W 2003 r. promami morskimi armatorzy i operatorzy przewieźli w komunikacji międzynarodowej 525,9 tys. pasażerów, o 5,8 % mniej niż w roku 2002. Jednak gdyby przeliczyć te wielkości na liczbę mieszkańców kraju, wyszłoby na to iż w Polsce żegluga promowa jest bardzo niepopularnym środkiem podróży. Dla przykładu, w mającej ponad czterokrotnie mniej mieszkańców niż Polska Szwecji rocznie przewozi się promami 26 milionów pasażerów (2003).

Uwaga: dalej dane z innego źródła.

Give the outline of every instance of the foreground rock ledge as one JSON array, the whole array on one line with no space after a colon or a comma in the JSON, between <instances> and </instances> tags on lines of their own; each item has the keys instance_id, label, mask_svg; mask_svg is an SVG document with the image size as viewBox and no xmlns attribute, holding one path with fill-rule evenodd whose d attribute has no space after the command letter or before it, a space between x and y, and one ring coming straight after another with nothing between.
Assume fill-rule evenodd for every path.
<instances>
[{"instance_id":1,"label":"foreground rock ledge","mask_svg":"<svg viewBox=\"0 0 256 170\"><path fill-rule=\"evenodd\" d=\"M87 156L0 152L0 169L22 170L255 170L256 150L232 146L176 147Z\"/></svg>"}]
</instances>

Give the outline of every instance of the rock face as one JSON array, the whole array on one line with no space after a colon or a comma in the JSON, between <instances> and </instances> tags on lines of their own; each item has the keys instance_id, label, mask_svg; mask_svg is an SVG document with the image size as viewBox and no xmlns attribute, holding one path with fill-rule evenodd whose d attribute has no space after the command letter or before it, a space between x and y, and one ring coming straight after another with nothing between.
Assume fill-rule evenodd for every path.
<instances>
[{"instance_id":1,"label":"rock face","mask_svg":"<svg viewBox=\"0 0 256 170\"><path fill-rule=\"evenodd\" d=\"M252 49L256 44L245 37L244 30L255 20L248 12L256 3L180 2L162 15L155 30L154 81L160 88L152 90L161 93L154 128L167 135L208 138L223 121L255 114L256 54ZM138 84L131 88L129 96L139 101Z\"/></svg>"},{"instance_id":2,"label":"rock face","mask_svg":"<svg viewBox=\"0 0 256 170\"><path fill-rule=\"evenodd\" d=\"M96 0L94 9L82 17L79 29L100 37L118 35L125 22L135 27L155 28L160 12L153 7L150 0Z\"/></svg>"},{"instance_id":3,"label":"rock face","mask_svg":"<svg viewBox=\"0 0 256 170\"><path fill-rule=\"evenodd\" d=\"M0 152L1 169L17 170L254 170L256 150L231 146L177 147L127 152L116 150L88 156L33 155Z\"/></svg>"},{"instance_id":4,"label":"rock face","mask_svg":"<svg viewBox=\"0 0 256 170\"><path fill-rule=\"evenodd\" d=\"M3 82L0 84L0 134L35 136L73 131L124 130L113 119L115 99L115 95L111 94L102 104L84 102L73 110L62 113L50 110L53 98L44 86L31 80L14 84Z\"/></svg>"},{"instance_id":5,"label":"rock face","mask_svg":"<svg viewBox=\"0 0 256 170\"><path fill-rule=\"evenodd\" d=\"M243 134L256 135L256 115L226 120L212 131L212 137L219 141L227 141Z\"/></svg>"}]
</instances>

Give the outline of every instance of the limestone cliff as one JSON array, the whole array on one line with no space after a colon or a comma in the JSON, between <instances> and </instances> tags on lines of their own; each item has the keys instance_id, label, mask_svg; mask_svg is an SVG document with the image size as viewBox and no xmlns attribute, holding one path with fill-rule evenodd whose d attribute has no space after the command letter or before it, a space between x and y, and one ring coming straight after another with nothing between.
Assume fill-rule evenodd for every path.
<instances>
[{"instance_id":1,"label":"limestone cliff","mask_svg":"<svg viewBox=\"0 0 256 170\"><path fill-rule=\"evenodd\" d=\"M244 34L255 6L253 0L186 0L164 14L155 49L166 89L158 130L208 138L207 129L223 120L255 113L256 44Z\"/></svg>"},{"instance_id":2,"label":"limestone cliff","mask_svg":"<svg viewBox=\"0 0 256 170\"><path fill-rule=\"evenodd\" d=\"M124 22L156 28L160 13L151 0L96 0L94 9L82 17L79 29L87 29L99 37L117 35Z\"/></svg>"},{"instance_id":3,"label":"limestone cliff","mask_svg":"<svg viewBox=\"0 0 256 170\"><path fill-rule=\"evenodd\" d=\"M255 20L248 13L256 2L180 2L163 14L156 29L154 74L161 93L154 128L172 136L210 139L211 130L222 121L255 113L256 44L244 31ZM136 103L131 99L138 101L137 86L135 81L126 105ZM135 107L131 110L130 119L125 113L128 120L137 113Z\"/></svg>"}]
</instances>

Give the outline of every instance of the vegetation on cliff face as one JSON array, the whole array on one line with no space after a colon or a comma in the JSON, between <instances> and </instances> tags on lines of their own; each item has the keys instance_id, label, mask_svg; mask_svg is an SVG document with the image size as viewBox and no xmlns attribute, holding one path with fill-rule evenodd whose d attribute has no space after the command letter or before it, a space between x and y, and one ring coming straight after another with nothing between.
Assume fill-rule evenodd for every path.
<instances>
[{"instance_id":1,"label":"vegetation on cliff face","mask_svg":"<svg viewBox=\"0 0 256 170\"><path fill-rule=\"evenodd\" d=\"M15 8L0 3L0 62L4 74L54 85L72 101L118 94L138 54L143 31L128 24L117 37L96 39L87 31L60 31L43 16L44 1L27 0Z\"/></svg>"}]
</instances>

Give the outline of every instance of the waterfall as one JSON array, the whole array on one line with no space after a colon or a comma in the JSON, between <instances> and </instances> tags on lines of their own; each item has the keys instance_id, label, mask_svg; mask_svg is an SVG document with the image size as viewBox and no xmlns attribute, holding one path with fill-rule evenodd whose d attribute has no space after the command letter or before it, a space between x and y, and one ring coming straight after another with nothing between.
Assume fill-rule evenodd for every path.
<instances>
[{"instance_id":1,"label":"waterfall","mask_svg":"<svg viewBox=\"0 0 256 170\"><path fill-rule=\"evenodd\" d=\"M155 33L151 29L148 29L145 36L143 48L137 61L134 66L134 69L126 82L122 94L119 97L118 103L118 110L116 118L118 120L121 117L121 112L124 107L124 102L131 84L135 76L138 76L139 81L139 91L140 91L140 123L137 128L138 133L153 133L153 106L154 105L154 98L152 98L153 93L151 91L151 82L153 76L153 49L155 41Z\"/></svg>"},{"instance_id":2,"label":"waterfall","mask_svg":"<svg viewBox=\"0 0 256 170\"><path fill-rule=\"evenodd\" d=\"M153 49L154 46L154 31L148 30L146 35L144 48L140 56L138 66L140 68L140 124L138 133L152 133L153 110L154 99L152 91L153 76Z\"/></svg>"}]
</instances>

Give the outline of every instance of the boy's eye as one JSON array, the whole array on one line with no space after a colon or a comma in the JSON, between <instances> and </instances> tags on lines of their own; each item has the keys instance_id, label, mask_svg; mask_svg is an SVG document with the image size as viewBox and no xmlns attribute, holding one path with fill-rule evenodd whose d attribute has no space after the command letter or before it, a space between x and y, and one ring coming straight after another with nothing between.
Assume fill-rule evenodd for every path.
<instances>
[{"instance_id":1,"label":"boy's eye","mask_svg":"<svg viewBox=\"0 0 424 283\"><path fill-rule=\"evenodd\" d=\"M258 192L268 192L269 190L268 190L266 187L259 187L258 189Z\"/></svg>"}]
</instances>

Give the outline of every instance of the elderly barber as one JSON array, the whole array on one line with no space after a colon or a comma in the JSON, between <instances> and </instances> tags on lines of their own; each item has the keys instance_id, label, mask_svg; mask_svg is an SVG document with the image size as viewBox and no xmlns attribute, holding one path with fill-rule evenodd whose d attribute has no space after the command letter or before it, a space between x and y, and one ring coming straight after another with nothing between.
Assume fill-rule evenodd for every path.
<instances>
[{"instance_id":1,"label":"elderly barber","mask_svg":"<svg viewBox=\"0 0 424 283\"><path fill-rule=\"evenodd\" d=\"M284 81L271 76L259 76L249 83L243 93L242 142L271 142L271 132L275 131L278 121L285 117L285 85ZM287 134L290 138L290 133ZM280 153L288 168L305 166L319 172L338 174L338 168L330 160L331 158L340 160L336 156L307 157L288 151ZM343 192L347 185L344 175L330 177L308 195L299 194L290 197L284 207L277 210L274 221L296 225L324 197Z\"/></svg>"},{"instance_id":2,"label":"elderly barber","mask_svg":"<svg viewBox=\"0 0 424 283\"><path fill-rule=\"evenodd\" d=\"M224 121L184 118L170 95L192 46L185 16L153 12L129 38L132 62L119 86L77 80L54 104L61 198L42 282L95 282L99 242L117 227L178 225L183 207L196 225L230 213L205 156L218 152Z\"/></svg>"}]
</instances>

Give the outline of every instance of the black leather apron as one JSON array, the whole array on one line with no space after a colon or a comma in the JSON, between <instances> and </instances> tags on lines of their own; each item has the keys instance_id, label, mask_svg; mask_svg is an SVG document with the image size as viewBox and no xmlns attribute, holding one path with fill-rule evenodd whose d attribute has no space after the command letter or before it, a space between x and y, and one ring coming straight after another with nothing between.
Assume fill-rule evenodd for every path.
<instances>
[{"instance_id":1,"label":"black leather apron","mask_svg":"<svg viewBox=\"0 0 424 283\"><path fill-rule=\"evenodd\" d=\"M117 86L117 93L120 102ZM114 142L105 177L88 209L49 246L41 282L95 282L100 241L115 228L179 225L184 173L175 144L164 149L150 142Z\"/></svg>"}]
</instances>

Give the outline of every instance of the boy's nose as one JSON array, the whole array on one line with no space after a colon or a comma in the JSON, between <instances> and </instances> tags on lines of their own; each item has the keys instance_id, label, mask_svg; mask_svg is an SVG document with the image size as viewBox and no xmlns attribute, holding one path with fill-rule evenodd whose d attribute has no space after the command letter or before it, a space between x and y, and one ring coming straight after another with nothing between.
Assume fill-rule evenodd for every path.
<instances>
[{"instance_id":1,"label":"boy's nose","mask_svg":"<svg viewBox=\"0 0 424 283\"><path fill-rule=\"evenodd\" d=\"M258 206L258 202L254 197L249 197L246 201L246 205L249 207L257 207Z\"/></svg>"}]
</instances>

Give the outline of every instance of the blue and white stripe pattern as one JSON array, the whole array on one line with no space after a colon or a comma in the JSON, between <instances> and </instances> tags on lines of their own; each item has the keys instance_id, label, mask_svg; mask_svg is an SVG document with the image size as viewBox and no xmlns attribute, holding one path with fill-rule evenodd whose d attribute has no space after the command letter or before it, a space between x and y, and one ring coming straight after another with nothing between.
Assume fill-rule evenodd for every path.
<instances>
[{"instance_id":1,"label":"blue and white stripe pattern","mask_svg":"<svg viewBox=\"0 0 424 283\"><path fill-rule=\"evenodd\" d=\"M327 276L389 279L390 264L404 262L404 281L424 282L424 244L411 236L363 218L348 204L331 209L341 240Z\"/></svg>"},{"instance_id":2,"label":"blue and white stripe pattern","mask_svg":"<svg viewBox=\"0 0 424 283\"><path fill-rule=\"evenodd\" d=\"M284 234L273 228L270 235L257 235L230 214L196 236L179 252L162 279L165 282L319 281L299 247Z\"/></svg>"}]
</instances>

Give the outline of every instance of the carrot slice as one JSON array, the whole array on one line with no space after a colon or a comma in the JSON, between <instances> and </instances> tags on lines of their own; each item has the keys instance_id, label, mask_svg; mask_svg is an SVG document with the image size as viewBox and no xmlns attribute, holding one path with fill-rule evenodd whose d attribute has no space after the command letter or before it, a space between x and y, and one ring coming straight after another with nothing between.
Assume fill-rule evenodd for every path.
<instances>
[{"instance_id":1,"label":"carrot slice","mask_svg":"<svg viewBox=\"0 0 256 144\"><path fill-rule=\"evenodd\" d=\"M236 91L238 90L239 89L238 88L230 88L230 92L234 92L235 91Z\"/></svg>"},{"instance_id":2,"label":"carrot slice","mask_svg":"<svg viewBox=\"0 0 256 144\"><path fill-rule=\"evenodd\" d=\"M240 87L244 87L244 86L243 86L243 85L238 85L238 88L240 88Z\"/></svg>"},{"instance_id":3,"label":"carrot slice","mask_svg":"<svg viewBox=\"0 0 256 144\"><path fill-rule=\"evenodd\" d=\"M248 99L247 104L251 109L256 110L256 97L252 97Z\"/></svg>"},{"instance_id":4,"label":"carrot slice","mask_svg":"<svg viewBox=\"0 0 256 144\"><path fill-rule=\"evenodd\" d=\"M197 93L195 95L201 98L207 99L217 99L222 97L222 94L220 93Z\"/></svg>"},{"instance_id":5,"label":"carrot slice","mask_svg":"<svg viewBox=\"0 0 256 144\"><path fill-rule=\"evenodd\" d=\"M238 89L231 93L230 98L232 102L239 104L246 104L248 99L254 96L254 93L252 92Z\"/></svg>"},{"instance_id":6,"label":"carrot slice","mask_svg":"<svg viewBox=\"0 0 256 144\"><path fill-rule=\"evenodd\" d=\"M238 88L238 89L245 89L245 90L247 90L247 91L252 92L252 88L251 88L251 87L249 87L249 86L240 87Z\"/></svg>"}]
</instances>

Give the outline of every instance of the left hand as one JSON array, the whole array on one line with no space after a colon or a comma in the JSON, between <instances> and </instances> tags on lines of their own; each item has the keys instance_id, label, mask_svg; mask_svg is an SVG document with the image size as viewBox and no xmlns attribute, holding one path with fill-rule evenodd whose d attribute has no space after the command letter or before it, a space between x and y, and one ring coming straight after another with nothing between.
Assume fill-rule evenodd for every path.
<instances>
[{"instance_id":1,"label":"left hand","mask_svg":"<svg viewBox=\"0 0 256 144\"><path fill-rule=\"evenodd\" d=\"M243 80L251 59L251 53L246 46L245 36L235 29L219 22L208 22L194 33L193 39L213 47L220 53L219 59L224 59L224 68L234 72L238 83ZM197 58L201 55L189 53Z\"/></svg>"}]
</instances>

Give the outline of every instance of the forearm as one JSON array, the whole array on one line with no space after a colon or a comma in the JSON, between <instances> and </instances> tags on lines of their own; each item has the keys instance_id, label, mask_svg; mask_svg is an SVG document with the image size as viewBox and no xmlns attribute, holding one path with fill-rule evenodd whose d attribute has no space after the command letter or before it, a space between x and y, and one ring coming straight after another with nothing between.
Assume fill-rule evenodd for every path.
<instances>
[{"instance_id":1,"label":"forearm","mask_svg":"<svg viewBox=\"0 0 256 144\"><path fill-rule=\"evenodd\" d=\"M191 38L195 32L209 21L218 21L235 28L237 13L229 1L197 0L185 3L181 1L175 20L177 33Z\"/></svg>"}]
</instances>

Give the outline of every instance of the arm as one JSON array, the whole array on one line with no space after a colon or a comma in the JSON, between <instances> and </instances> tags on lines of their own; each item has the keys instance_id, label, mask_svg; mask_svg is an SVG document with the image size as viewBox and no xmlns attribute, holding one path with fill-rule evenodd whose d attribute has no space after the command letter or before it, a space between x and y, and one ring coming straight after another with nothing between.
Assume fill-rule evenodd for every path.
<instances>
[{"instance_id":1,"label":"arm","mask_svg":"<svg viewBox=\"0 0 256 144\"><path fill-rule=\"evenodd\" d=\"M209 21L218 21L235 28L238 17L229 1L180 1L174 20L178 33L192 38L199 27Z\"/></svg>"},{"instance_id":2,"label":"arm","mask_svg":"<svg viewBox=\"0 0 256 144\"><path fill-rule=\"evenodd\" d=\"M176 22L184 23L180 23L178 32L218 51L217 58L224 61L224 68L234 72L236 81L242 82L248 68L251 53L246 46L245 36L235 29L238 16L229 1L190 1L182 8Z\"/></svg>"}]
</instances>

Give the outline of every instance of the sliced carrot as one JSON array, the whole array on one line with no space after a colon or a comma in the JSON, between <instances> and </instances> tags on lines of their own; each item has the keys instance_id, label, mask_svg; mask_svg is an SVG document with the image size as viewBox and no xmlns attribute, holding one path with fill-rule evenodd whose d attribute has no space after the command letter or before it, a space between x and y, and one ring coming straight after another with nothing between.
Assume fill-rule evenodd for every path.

Niewielkie przewozy pasażerskie w relacjach wychodzących z Polski mają swą przyczynę w fakcie nierównego dostępu przewoźników do infrastruktury terminali promowych. Istniejące terminale w Gdańsku, Gdyni i Świnoujściu nie są własnością podmiotów gwarantujących niezależność zarządzania nimi. Dla przykładu, Baza Promowa przy ul. Przemysłowej w Gdańsku jest własnością PŻB S.A., będącego jednocześnie największym polskim przewoźnikiem promowym.

Tabela 1. Relacje obsługiwane przez morskie promy pasażerskie
Linia
Częstotliwość
Armator/ operator
Karlskrona-Gdynia
12 razy w tygodniu
København-Świnoujscie
5 razy w tygodniu
Nynäshamn-Gdańsk
3 razy w tygodniu
Rønne-Świnoujscie
1 raz na tydz., sezonowo
Ystad-Świnoujscie
14 razy w tygodniu
Wg www.ferrycenter.se, dostęp dnia 2.11.2004 oraz opr. własne autora wg stanu rozkładów na listopad 2004.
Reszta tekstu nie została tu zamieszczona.